How big does this fella grow to? From an old book, it might be _Parluciosoma daniconia_... Description: 4"-5" long, basic colour is silver with thin gold-edged, blue-black line running the length of the body, with a olive-brown sheen on the back and delicate yellow fins.

Am I right?  :Opps: 

Pretty fish you got there, anyway...  :Razz:

----------


## benny

Yo Eric,

Looks a lot like _Rasbora einthovenii_. I had the impression that blue line rasboras were _Rasbora sarawakensis_, a totally different species.

Cheers,

----------


## Justikanz

_Rasbora einthoveni_ are smaller, reaching 3.5".

Is the _Parluciosoma daniconia_ I mentioned same as _Rasbora daniconius_?  :Opps:

----------


## Ibn

Not that big. The largest one in the tank was just touching 3" TTL. Don't actually have the fish. Just trying to ID it since it looks like a pretty good upper water schoaler. 

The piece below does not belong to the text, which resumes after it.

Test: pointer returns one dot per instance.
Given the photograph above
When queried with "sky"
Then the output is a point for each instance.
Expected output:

Benny, that was my initial guess as well, Einthoven's rasbora, but was 100% on the ID there. Your post just confirmed it. Thanks!  :Smile:

----------


## hwchoy

Benny's right, it's _Rasbora einthovenii_.

----------


## mickthefish

spot on benny and choy, common name over here is brilliant rasbora.
they should grow to roughly 2.5 inches.
mick

----------


## hwchoy

yes, we can still catch these from the streams.

----------


## ranmasatome

And hopefully it stays that way..

----------


## Quixotic

Questions:

1. Can we tell if Eric's fish is male or female? Is the male a slimmer looking fish and female with deeper bodies?

2. Are the blue lines this slim or variable?

I am asking because I got a similar looking fish, that is much slimmer and the blue line is thicker as well. Sorry, no photos available as it is in the community tank.

----------


## hwchoy

the stripe is variable but almost characterised by a kind of crinky edges rather than smooth.

----------